YouthZone offers a space of safety and understanding throughout the community
YouthZone Executive Director Jami Hayes recently presented to Glenwood Springs City Council, saying the local organization has increased services and staff training, along with its overall capacity to intervene.
“Due to the data that we see and the needs that we see for kids who come in, the increased need for substance use education and substance intervention is through the roof,” Hayes said.
She added that the whole staff has a substance education level of training to have the ability to provide a primary level of intervention with any of the children walking through their doors.
At least 33% of children being referred to YouthZone are being referred for substance-related reasons, while 50% of the overall young people being referred to YouthZone are referred through the court system.
One of the organization’s main goals is to provide youth tools and resources to reduce risk and elevate their success.
YouthZone now has a certified addiction technician on staff who’s able to provide a more intensive level of support. They have also added regular groups throughout the valley for life skills.
“We’ve increased our substance work,” Hayes said. “We’ve increased our peer-support group work, we’re expanding our space.”
Their expansion now includes a safe space for members of the LGBTQ+ community with local clinician Janet Gordon, and they are in the process of expanding that reach to two more physical communities in the valley.
On average, YouthZone serves 115 young people annually in Glenwood Springs, and 282 in all of Garfield County.
All clients who completed their contracts with YouthZone did not reoffend, according to the presentation.
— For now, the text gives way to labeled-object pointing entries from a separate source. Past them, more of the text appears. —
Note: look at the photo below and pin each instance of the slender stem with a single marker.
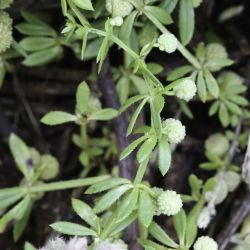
(61, 185)
(180, 47)
(141, 171)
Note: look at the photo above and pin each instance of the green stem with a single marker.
(61, 185)
(189, 56)
(141, 171)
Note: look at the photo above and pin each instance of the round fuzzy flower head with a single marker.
(205, 243)
(5, 4)
(116, 21)
(174, 130)
(167, 42)
(169, 203)
(120, 8)
(217, 144)
(185, 90)
(6, 37)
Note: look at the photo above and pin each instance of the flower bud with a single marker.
(205, 243)
(120, 8)
(167, 42)
(217, 144)
(169, 203)
(185, 90)
(174, 130)
(116, 21)
(49, 166)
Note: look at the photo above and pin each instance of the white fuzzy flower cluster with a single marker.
(167, 42)
(174, 130)
(185, 90)
(5, 31)
(116, 21)
(59, 244)
(205, 243)
(108, 245)
(169, 203)
(120, 8)
(217, 144)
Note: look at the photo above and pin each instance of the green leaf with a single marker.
(212, 84)
(120, 226)
(84, 4)
(191, 230)
(33, 29)
(86, 213)
(128, 205)
(42, 57)
(146, 149)
(201, 87)
(16, 213)
(131, 147)
(135, 116)
(104, 115)
(58, 117)
(37, 43)
(224, 115)
(164, 155)
(21, 154)
(74, 229)
(160, 14)
(110, 198)
(106, 184)
(180, 222)
(214, 108)
(186, 21)
(146, 209)
(157, 232)
(126, 29)
(28, 246)
(21, 224)
(82, 97)
(180, 72)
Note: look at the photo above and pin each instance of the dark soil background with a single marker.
(31, 92)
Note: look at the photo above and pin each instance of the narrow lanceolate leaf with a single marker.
(42, 57)
(86, 213)
(201, 87)
(146, 149)
(164, 152)
(82, 97)
(180, 223)
(157, 232)
(104, 115)
(110, 198)
(128, 205)
(159, 13)
(186, 21)
(21, 154)
(84, 4)
(212, 84)
(135, 116)
(106, 185)
(58, 117)
(131, 147)
(146, 209)
(70, 228)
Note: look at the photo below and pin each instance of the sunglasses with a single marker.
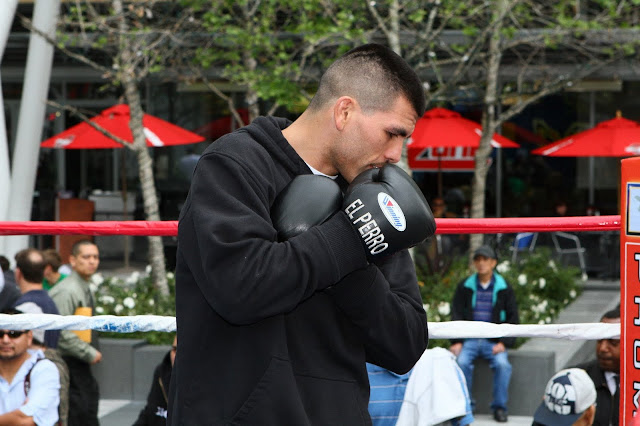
(13, 334)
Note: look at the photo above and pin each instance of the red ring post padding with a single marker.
(444, 226)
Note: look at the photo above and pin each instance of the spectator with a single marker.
(279, 332)
(569, 399)
(605, 373)
(155, 412)
(73, 296)
(9, 291)
(29, 275)
(486, 296)
(387, 394)
(53, 356)
(52, 275)
(29, 383)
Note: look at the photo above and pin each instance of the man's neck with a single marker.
(83, 277)
(53, 277)
(9, 367)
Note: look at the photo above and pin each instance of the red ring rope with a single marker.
(444, 226)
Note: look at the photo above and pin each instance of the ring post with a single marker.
(630, 290)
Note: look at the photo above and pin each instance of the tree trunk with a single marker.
(145, 162)
(251, 96)
(489, 125)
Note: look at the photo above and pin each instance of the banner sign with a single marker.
(630, 291)
(449, 159)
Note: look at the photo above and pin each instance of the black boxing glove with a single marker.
(388, 210)
(307, 201)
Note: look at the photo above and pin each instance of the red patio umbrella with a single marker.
(444, 140)
(116, 120)
(618, 137)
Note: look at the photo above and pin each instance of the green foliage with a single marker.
(542, 287)
(268, 46)
(135, 295)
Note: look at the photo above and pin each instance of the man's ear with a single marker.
(343, 110)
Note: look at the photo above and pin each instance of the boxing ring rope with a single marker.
(437, 330)
(444, 226)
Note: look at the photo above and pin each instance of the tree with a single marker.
(275, 49)
(127, 43)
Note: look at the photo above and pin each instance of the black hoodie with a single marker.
(278, 333)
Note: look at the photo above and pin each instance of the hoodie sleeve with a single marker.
(229, 244)
(384, 303)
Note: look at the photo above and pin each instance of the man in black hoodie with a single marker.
(279, 333)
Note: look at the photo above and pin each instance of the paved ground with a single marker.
(118, 412)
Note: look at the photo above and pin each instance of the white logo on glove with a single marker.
(392, 211)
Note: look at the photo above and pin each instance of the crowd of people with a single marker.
(300, 303)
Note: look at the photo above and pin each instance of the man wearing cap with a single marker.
(605, 373)
(29, 383)
(569, 399)
(486, 296)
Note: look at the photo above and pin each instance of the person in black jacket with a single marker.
(486, 296)
(605, 373)
(155, 412)
(9, 291)
(279, 332)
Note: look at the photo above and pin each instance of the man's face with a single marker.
(373, 139)
(484, 265)
(608, 351)
(14, 347)
(86, 262)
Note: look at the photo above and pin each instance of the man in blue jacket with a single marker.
(486, 296)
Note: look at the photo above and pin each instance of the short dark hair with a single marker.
(375, 76)
(75, 248)
(31, 263)
(52, 258)
(612, 314)
(4, 263)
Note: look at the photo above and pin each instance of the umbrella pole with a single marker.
(592, 123)
(439, 176)
(123, 173)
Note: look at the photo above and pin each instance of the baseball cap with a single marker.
(569, 393)
(32, 308)
(485, 251)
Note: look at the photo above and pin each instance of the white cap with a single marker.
(32, 308)
(569, 393)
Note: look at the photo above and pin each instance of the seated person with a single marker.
(9, 291)
(433, 392)
(605, 374)
(486, 296)
(155, 412)
(52, 275)
(29, 383)
(569, 399)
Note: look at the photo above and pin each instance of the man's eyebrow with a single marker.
(398, 131)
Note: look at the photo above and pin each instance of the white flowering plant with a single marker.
(543, 288)
(134, 295)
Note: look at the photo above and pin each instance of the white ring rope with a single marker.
(77, 322)
(437, 330)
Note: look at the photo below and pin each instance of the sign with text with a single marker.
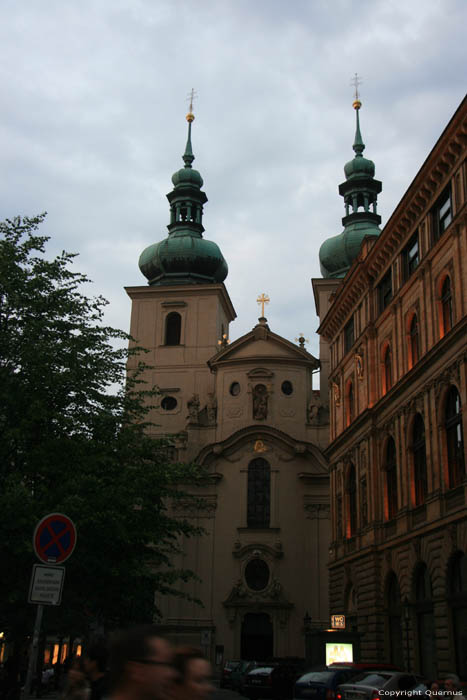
(338, 622)
(46, 584)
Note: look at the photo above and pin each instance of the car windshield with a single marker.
(316, 677)
(376, 680)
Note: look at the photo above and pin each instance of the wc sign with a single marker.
(338, 622)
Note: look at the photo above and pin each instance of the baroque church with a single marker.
(247, 411)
“We’re both intervention and prevention for a lot of our kids in our communities,” Hayes said.
Glenwood Springs City Council Member Tony Hershey, who’s also a district attorney, said the council will be particularly interested in the work YouthZone does in municipal court.
“I’m here sometimes because of the crossover kids from state court,” he said.
Nearly 20% of youth are referred because of their parents and the rest are referred for counseling and higher-level crimes like robbery, theft, burglary or criminal mischief.
“We work very closely with our law enforcement partners, our courts, we intervene with kids who are involved in the judicial system, and we intervene with kids who are close to being involved who are at risk of being involved in the judicial system.
YouthZone also offers services for assessments or restorative justice, coaching and intervention with more minor crimes like harassment, menacing, fraud, traffic offenses and bomb or weapon threats.
“If you come anytime at municipal court, we’re here whether it’s a first time offense or we have a youth who is returning and presenting their contract and their completion of work with you soon,” Hayes said.